In den letzten Jahren hat es bereits mit 1° C globaler Erwärmung tödliche Zyklone in Asien und Zentralamerika, Fluten in Europa und Großbritannien, riesige Heuschreckenschwärme in Afrika und präzedenzlose Hitzewellen und wilde Brände in den USA und Australien gegeben – alles beschleunigt durch den Klimawandel. In den letzten zehn Jahren wurden mehr Menschen durch wetterbedingte Katastrophen zum Verlassen ihrer Häuser gezwungen, als durch irgendeinen anderen Grund – 20 Millionen pro Jahr oder eine Person alle zwei Sekunden. Die Zahl der klimabedingten Katastrophen hat sich in 30 Jahren verdreifacht. Seit 2000, schätzt die UN, sind 1,23 Millionen Menschen gestorben und 4,2 Milliarden wurden von Dürren, Überschwemmungen und wilden Bränden betroffen.

● Klimaungleichheit

Das reichste 1% der Weltbevölkerung, nahezu 63 Millionen Menschen, ist verantwortlich für mehr als doppelt so viel Karbonverschmutzung wie die 3,1 Milliarden Menschen, die die ärmste Hälfte der Menschheit ausmachen. Die Menschen mit Geld und Macht werden in der Lage sein, sich einen gewissen Schutz gegen die Effekte der globalen Erwärmung zu kaufen, jedenfalls länger als Menschen ohne diese Privilegien und Ressourcen – doch nicht für immer. Niemand ist sicher. Dieser Report macht klar, dass wir jetzt in einem Stadium sind, in dem Selbstverteidigung entweder kollektiv funktioniert oder scheitert.

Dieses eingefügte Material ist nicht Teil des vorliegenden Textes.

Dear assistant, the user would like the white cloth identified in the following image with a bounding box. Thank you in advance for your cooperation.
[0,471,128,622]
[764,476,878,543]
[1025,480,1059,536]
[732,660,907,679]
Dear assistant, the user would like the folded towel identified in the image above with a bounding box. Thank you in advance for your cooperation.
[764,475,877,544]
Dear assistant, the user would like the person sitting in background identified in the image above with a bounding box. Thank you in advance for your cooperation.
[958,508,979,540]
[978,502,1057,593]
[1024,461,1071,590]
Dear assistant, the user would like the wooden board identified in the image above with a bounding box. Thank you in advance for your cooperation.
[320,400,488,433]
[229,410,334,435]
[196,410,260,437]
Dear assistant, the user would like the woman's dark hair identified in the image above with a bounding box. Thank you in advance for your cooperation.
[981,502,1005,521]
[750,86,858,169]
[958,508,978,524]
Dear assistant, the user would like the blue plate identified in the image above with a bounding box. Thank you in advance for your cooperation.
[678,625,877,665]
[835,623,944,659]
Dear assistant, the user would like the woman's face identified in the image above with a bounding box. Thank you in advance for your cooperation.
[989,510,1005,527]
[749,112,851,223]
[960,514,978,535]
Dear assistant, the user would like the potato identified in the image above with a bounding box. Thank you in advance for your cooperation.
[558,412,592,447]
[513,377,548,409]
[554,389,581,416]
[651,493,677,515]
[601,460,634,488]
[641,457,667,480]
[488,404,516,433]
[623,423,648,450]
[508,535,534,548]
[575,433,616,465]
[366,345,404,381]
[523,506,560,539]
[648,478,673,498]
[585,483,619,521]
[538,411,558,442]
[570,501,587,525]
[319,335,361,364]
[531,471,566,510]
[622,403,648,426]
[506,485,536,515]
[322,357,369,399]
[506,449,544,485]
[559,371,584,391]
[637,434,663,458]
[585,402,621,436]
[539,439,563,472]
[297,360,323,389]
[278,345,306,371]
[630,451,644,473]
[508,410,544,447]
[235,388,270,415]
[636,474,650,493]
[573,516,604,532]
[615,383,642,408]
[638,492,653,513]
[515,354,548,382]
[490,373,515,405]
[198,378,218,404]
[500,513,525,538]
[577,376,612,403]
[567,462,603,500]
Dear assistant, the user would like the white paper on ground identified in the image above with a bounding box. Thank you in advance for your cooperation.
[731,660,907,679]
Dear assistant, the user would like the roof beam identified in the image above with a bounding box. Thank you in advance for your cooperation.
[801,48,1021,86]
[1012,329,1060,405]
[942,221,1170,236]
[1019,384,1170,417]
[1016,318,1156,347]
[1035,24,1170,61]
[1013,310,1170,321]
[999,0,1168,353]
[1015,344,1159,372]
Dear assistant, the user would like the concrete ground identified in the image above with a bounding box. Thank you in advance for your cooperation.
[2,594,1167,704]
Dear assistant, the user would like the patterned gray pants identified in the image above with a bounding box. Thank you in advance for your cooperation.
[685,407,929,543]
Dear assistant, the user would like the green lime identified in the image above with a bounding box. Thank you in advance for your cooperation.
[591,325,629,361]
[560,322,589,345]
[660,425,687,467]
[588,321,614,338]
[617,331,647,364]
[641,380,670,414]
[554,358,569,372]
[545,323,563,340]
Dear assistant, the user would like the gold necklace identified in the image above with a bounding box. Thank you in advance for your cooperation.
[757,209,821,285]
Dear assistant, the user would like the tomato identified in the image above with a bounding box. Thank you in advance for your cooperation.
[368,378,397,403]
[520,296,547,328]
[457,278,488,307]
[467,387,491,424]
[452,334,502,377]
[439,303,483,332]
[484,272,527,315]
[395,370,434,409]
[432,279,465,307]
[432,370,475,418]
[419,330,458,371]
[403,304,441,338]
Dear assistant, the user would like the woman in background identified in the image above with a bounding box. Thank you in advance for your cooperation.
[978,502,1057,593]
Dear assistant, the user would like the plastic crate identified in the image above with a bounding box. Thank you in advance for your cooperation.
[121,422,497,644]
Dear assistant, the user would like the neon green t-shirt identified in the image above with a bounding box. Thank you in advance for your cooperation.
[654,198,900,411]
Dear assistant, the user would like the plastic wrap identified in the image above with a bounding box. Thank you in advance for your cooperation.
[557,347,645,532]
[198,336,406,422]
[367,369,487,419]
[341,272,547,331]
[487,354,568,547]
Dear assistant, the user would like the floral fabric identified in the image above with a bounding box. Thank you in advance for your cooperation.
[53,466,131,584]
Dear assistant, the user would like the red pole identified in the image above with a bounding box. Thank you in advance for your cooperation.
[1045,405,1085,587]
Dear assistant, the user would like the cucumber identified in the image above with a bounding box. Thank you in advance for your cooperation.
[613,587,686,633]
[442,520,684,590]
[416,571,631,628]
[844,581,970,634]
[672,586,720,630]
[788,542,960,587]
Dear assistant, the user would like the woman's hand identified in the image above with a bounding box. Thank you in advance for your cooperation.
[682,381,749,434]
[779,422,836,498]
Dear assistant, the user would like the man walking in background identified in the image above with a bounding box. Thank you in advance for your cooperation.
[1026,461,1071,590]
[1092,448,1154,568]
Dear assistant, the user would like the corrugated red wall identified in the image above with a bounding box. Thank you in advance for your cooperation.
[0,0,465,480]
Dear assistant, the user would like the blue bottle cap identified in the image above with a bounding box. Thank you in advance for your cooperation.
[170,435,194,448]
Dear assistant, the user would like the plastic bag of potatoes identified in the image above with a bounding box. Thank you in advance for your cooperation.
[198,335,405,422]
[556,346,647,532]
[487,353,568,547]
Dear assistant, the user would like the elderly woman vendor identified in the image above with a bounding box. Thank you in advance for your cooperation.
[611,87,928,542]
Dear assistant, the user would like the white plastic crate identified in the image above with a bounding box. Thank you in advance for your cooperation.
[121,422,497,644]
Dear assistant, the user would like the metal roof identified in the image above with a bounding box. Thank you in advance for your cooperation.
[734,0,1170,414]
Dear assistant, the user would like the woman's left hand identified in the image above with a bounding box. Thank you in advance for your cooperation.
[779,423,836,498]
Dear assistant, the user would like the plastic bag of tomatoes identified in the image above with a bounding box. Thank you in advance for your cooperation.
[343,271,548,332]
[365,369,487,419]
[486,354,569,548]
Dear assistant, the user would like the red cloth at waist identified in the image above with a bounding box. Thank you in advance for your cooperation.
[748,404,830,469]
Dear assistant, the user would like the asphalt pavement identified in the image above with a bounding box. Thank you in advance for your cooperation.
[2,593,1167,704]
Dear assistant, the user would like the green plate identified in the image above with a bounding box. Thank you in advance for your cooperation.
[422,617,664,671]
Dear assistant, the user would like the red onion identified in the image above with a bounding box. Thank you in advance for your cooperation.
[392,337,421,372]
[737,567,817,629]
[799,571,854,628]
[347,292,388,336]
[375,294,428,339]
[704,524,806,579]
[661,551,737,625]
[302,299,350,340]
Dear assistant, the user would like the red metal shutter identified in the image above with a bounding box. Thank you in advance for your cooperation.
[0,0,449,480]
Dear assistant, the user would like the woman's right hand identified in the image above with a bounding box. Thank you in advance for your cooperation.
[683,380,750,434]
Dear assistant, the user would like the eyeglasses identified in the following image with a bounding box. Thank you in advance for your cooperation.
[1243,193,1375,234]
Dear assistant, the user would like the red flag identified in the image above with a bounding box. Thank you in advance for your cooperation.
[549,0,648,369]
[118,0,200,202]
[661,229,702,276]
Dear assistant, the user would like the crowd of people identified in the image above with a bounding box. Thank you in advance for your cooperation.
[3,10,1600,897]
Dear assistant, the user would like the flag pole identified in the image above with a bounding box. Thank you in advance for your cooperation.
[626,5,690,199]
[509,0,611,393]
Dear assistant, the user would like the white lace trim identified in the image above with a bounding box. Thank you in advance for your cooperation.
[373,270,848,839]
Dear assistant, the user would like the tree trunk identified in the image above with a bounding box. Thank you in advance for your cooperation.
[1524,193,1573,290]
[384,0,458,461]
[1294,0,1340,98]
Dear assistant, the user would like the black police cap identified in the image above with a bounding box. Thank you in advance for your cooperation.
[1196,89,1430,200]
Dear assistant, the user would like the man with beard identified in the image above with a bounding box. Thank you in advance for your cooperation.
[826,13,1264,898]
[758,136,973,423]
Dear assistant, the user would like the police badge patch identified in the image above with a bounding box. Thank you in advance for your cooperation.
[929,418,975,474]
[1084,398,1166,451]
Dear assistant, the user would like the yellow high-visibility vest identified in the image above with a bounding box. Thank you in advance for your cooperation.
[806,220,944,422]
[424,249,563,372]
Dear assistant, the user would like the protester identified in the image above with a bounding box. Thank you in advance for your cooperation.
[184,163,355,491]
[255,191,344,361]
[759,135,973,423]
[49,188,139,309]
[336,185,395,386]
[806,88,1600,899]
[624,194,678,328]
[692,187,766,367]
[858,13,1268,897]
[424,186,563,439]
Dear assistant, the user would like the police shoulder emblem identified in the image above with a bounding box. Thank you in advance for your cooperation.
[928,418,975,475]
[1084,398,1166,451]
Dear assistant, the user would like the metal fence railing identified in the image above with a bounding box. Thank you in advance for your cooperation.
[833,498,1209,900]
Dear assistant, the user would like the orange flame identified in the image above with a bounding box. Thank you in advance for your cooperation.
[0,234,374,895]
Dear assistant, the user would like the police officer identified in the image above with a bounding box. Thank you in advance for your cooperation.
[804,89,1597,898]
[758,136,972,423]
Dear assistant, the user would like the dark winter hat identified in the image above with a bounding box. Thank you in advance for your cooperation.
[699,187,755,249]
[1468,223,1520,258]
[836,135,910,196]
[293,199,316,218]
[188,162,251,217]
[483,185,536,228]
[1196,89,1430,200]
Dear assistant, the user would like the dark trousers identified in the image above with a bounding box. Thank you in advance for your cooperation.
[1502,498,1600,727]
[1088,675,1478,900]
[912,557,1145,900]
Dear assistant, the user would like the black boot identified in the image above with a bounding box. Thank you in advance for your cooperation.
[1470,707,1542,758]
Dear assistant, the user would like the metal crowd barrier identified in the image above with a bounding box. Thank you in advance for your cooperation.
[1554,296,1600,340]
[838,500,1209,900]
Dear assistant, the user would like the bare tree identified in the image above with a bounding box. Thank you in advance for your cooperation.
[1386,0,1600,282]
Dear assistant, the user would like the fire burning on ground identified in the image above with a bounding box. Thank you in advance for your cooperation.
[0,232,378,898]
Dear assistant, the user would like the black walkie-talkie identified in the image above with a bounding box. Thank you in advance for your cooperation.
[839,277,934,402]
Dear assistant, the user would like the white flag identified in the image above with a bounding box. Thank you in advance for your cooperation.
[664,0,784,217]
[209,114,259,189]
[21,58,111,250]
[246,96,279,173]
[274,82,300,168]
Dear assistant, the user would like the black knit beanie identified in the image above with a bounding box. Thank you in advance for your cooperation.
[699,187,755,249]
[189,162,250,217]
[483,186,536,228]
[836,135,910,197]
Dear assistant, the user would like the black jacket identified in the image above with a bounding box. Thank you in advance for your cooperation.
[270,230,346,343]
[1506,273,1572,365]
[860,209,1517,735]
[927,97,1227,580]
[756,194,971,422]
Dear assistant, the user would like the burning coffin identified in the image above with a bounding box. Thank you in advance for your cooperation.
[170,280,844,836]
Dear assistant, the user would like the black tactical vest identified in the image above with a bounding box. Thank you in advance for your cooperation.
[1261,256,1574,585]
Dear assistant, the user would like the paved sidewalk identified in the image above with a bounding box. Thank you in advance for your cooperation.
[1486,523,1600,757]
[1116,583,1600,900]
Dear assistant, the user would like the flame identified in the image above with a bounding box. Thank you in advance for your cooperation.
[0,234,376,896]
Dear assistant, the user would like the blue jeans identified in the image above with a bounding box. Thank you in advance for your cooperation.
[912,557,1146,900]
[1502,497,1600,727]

Die globale Erwärmung ist heute ein Grundfaktor hinter allen großen Regressionen der menschlichen Entwicklung. Die Haupttreiber der globalen Erwärmung – d.h. reiche Länder, die massiven Wohlstand durch die Verbrennung fossiler Stoffe angehäuft haben – müssen ihre Emissionen als erste, am schnellsten und weitgehendsten kürzen. Sie müssen darüber hinaus ihre Klimaschulden bei den Entwicklungsländern durch die Aufstockung ihrer Finanzen für deren Anpassung an die Effekte des Klimawandels und den Übergang zu sauberer Energie bezahlen. Andere Hauptverschmutzer erhalten keinen Freifahrschein und müssen ihre Emissionen ebenfalls drastisch kürzen. Die Welt hat viel zu gewinnen in Bezug auf menschlicher Sicherheit, Entwicklung, Chancen und Jobs, wenn eine globale Ökonomie mit Erneuerbaren läuft und, ebenso viel zu verlieren, wenn sie das schmutzige Business-as-usual fortsetzt.

Sehr wenige Nationen – und keine der wohlhabenden – haben Klimapläne vorgelegt, die konsistent sind mit einer Erwärmung von unter 2° C, geschweige denn von 1,5° C. Wenn die globalen Emissionen weiterhin wachsen, könnte die 1,5-Schwelle schon am Beginn der nächsten Dekade überschritten werden. Der IPCC-Report muss deshalb die Regierungen dazu anspornen, zusammenzuarbeiten und eine fairere und grünere Weltwirtschaft aufzubauen, um sicherzustellen, dass die Welt unterhalb von 1,5° C Erwärmung bleibt. Sie müssen das in Glasgow festzurren. Die Regierungen der reichen Länder müssen ihr 100 Mrd. Dollar-pro-Jahr-Versprechen umsetzen, um den ärmsten Ländern im Kampf gegen die Klimakrise zu helfen. Für Oxfam sind sie nicht nur mit ihren Versprechungen gescheitert, sondern auch mit ihren aufgeblasenen Berichten, die ihre Beiträge dreifach aufgebläht haben.“

Hinweis:
* IPCC: Climate Change 2021. The Physical Science Basis, 3949 pp, Working Group I contribution to the Sixth Assessment Report of the Intergovernmental Panel on Climate Change, Geneva 2021. Bezug: ipcc.ch/report/. Desweiteren wurden zusätzliche Dokumente der Vereinten Nationen und von Oxfam International verwendet.